New York State Puts Its Heart Back Into Marketing Campaign

I Love NYAfter a 31-year hiatus spent on coffee cups and T-shirts, "I Love NY" is back as a bona fide ad campaign for the state of New York. The $17 million effort by the Empire State Development Corporation (ESD) aims to boost tourism from 155 million visitors in 2006 to 200 million by 2020 and spend to $60 billion annually. 

The campaign is not aimed at bringing global citizens to the Big Apple, but at getting those who live within a three- to-five-hour drive to put New York State on the vacation consideration list.

Gov. David Paterson said, in a release, that tourism generates $47 billion for the state and supports over 740,000 jobs.

Launched this month, the campaign via Saatchi & Saatchi comprises ads in newspapers, billboards, direct response, magazines, guerilla marketing, viral and digital marketing, and partnerships with JetBlue, Virgin Atlantic, Travelocity and Orbitz, as well as an updated Web site, custom brochures and a getaway guide.



"This is big business," says Thomas Ranese, CMO for ESD. "And research shows we have an opportunity for it to be much larger."

Campaign imagery includes a set of icons to identify various attractions from urban to Arcadian: grass, a butterfly and squirrel for NY's natural assets, grapes for wineries and culinary offerings in another.

The campaign has interactive advertising and partnership opportunities. Ranese says 50% of the budget for the effort is devoted to interactive media, including banner ads, a new Web site,, and email blasts. The Web site includes a feature that lets visitors create a customized travel brochure based on their interests, geography, or calendar of events. The goal in all the campaign elements is to drive potential visitors to call 1-800-ILOVENY.

In the past, per Ranese, tourism marketing consisted largely of in-state TV spots featuring politicians. "The new campaign used market research to identify target markets and consumers, bringing business discipline to state marketing," he says.

He adds that New York had not invested seriously in tourism and marketing for many years, so--to catch up--the state boosted the tourism marketing budget 54% in the last two years. Still, Ranese conceded, the $17 million budget is still much lower than neighboring competitors. "Places like Pennsylvania and Ontario outspend us by two to three times."

The timing is good, per Ranese, because the value of the dollar versus the Canadian dollar and the euro makes New York State an attractive option both for New Yorkers, consumers in nearby states, and Europeans. "We see record numbers of visitors from the UK and Europe--getting them to add on a day outside New York City for just one day can be a big boon to the economy," he says. "We learned that two-thirds of travelers in the New York City metro area left New York State on their last short getaway. With the rising cost of gas, we want them to see how much New York State can offer in an easy drive on a single tank of gas," he says. He adds that, as of the first quarter this year, hotel revenue significantly outpaces the national average across the state.

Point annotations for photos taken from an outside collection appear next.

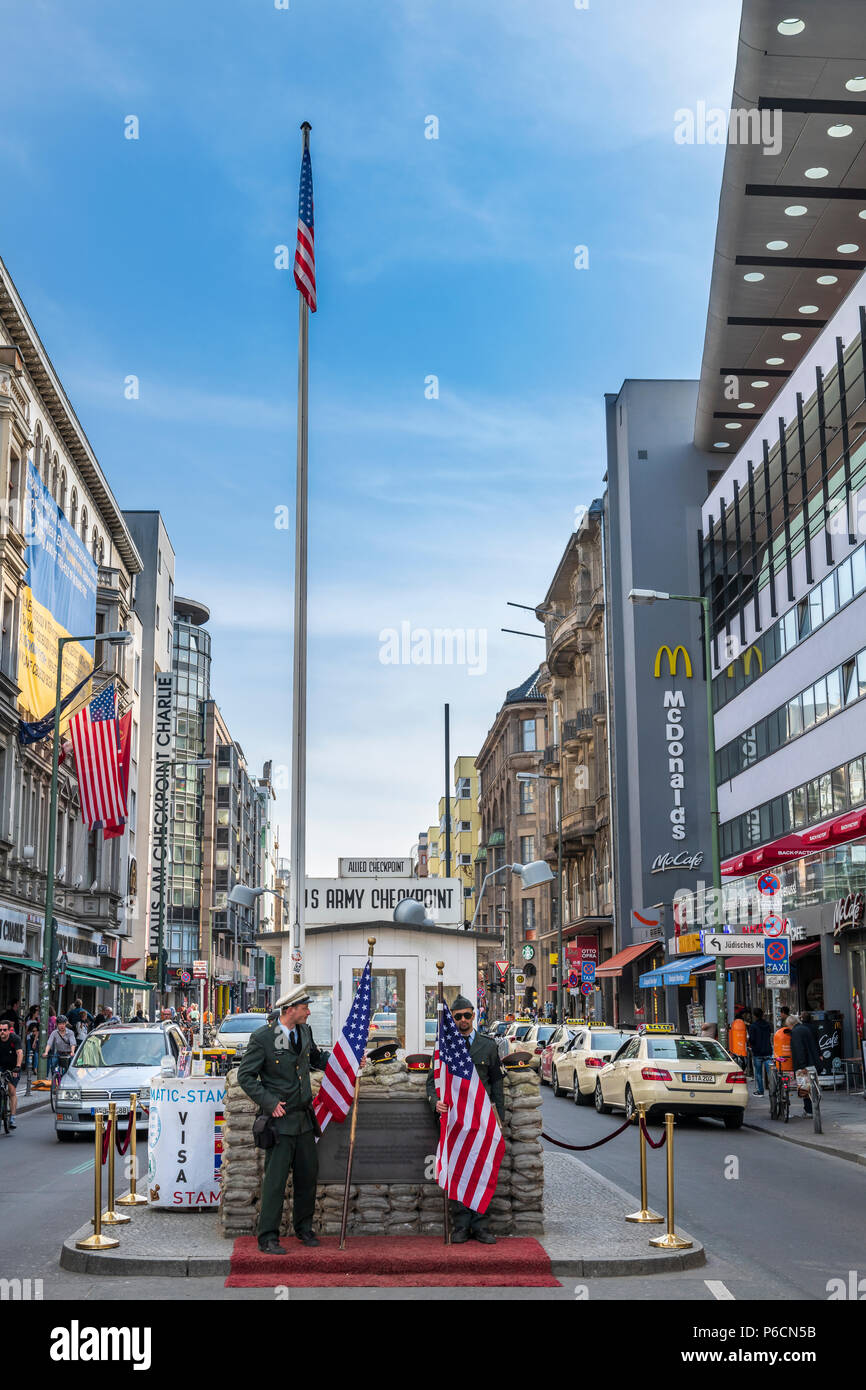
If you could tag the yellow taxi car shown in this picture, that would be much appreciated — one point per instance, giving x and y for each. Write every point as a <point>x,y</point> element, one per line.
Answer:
<point>670,1070</point>
<point>574,1069</point>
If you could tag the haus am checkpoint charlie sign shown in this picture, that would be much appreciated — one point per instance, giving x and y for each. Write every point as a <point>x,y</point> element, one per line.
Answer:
<point>331,902</point>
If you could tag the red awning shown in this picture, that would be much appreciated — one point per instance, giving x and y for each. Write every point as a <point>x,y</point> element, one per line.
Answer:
<point>622,958</point>
<point>794,847</point>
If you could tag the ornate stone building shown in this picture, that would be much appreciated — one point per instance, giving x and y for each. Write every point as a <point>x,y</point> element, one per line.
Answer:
<point>573,683</point>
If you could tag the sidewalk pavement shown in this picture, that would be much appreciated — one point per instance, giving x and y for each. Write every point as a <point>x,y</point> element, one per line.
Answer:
<point>843,1118</point>
<point>585,1235</point>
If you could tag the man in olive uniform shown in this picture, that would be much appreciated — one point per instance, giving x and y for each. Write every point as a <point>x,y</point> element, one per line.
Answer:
<point>275,1073</point>
<point>485,1059</point>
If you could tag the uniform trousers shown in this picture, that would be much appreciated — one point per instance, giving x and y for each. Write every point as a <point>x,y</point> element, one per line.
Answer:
<point>291,1154</point>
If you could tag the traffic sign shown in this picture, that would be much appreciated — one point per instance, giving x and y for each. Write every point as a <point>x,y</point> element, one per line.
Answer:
<point>769,884</point>
<point>720,944</point>
<point>774,926</point>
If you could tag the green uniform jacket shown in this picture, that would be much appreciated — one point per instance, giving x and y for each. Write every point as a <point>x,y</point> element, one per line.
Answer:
<point>485,1059</point>
<point>271,1070</point>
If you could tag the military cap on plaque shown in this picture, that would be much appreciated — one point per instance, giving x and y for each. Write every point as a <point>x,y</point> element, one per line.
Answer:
<point>298,994</point>
<point>419,1062</point>
<point>462,1002</point>
<point>516,1059</point>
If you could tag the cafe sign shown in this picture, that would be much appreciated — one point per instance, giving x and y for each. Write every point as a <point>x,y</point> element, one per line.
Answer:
<point>848,913</point>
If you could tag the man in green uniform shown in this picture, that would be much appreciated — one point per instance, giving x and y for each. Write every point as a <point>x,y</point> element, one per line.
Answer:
<point>275,1073</point>
<point>485,1059</point>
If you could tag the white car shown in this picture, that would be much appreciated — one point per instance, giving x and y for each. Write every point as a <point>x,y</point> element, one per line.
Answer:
<point>237,1029</point>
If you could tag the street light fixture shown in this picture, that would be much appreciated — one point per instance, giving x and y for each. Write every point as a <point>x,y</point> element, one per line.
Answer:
<point>645,597</point>
<point>121,638</point>
<point>560,993</point>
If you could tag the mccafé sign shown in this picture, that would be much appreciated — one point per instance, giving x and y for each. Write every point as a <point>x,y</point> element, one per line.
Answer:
<point>848,913</point>
<point>674,709</point>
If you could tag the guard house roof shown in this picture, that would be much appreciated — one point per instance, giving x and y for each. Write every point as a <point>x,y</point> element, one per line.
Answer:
<point>804,60</point>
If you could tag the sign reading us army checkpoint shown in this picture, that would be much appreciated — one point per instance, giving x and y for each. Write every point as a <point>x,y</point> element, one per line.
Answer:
<point>342,901</point>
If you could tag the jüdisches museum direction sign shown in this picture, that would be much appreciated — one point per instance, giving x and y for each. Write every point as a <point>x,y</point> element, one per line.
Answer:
<point>344,901</point>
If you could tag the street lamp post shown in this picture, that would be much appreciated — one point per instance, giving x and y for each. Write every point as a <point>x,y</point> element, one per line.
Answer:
<point>560,993</point>
<point>47,933</point>
<point>651,597</point>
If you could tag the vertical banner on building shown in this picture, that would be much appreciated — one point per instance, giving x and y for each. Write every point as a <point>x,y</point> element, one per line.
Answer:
<point>163,756</point>
<point>59,599</point>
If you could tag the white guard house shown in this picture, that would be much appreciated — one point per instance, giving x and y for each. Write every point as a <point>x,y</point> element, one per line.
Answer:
<point>339,918</point>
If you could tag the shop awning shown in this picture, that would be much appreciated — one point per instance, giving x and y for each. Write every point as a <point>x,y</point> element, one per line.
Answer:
<point>82,976</point>
<point>676,972</point>
<point>851,826</point>
<point>623,958</point>
<point>22,962</point>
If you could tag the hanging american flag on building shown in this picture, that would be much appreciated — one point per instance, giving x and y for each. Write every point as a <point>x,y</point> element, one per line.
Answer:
<point>305,253</point>
<point>470,1141</point>
<point>337,1089</point>
<point>96,745</point>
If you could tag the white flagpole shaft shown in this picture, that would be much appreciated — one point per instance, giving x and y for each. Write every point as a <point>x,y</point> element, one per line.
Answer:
<point>299,674</point>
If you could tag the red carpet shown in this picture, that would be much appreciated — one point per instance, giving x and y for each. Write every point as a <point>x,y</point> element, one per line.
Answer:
<point>392,1262</point>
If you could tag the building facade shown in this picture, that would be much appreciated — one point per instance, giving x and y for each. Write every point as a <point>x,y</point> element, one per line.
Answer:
<point>49,476</point>
<point>515,822</point>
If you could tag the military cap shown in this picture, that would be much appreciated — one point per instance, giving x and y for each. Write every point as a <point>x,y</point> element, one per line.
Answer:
<point>419,1062</point>
<point>516,1059</point>
<point>298,994</point>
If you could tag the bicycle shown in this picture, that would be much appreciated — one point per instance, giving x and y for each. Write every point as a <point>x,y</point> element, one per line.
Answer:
<point>59,1070</point>
<point>6,1105</point>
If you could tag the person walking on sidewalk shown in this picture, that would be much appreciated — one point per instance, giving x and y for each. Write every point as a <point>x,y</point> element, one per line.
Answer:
<point>11,1057</point>
<point>804,1052</point>
<point>761,1043</point>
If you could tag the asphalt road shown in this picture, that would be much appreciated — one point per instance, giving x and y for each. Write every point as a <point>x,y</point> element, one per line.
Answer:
<point>781,1219</point>
<point>779,1230</point>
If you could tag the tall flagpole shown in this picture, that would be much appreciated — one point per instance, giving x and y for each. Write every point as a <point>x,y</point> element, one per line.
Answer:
<point>299,670</point>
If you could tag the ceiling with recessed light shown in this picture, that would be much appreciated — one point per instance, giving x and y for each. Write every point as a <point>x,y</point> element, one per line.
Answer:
<point>791,236</point>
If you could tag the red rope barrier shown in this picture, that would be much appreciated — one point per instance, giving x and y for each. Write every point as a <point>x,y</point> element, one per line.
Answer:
<point>598,1143</point>
<point>652,1141</point>
<point>123,1147</point>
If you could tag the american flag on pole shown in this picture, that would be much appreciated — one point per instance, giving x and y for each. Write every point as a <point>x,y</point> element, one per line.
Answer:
<point>337,1090</point>
<point>96,745</point>
<point>470,1141</point>
<point>305,255</point>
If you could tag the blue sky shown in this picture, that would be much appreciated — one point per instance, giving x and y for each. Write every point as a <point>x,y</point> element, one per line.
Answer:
<point>449,257</point>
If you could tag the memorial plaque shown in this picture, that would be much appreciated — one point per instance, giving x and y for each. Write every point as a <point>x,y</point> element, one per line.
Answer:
<point>392,1143</point>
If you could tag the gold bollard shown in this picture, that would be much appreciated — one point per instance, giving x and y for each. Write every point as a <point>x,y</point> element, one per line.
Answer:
<point>670,1240</point>
<point>97,1240</point>
<point>645,1214</point>
<point>132,1198</point>
<point>110,1215</point>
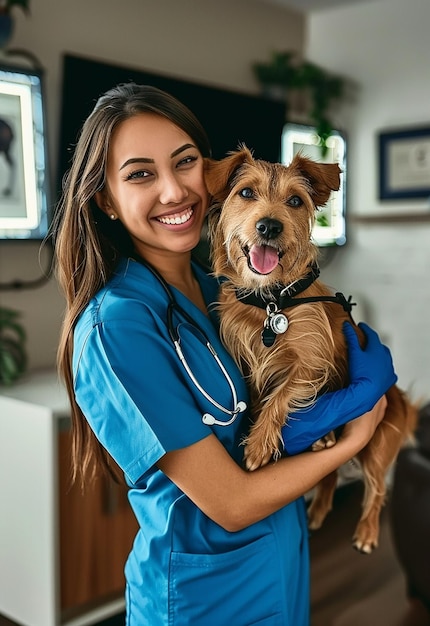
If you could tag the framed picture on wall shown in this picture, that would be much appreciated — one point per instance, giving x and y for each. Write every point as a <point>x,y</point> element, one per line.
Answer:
<point>23,167</point>
<point>404,163</point>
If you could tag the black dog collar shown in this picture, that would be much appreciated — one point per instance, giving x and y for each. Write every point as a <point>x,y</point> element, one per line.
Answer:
<point>276,322</point>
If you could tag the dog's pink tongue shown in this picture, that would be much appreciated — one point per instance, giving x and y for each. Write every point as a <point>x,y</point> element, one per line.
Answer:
<point>263,259</point>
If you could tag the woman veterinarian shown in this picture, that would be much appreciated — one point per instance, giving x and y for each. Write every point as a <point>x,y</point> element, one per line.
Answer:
<point>217,545</point>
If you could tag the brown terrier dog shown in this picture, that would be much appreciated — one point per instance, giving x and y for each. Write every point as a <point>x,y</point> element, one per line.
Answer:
<point>260,227</point>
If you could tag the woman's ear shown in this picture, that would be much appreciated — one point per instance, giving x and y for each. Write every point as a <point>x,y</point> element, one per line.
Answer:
<point>103,203</point>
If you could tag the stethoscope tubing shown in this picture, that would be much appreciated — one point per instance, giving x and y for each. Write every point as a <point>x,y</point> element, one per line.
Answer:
<point>239,406</point>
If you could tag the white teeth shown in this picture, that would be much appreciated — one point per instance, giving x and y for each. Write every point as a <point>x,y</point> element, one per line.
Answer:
<point>176,219</point>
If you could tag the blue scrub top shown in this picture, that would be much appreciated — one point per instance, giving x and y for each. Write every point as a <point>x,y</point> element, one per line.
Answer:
<point>184,569</point>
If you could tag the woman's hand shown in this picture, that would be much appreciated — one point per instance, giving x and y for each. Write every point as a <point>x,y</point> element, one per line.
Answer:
<point>360,430</point>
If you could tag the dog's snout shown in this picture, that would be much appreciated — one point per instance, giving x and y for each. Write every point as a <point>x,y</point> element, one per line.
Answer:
<point>269,228</point>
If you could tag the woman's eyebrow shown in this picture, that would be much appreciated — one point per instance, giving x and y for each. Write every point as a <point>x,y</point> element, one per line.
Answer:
<point>136,160</point>
<point>148,160</point>
<point>181,149</point>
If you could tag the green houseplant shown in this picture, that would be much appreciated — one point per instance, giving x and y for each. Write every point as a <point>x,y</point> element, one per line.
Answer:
<point>13,357</point>
<point>283,75</point>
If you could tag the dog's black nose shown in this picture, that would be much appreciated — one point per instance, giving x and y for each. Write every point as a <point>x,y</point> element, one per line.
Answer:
<point>269,228</point>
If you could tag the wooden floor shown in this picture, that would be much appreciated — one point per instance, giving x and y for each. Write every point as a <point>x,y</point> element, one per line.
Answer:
<point>352,589</point>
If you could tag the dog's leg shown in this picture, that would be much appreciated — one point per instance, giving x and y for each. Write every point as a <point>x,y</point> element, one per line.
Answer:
<point>322,501</point>
<point>375,460</point>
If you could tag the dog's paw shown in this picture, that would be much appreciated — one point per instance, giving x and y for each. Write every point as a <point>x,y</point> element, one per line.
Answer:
<point>328,441</point>
<point>366,536</point>
<point>255,458</point>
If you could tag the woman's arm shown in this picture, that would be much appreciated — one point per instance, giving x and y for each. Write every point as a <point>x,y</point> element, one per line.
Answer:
<point>235,498</point>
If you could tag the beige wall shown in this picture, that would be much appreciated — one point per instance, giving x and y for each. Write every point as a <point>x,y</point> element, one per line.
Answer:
<point>212,41</point>
<point>385,48</point>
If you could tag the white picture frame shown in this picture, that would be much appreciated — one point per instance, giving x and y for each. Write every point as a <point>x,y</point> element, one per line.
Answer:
<point>23,162</point>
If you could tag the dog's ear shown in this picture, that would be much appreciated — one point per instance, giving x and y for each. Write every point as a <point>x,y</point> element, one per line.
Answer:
<point>219,174</point>
<point>323,178</point>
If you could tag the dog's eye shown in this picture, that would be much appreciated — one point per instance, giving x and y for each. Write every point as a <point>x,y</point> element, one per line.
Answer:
<point>295,201</point>
<point>247,193</point>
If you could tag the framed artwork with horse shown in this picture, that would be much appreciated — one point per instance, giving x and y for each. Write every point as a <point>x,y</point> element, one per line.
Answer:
<point>23,163</point>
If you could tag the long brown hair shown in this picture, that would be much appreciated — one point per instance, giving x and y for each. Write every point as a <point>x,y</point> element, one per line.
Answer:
<point>88,245</point>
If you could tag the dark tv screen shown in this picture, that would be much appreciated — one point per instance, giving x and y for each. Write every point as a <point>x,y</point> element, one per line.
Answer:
<point>229,117</point>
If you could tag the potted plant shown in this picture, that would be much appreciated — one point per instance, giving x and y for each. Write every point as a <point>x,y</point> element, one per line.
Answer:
<point>290,76</point>
<point>6,18</point>
<point>13,357</point>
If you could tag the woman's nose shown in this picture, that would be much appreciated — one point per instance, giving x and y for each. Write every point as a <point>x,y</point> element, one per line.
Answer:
<point>172,189</point>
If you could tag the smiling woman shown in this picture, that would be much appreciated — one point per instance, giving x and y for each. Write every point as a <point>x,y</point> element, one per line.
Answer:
<point>152,386</point>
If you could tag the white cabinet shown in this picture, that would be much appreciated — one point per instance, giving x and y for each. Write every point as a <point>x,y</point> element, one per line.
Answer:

The campaign trumpets the virtues of places like the state's wine regions, which, per Ranese, constitute the second-largest wine producing area in the U.S. after California; the Catskills, Finger Lakes and Adirondacks; cultural centers like the Dia Beacon sculpture museum in the Hudson Valley; the Baseball Hall of Fame in Cooperstown; the beaches of Long Island; National Toy Hall of Fame in Rochester at the Strong Museum of Play; the Albright-Knox Gallery in Buffalo, and the Culinary Institute of America.

New York is one of many states that have recently spent more marketing dollars to lure regional tourists away from more distant destinations. "Pennsylvania spends over $30 million, and Ontario over $60 million," says Ranese. "We need a campaign to keep the state top of mind for consumers as their window for planning getaways gets shorter and shorter."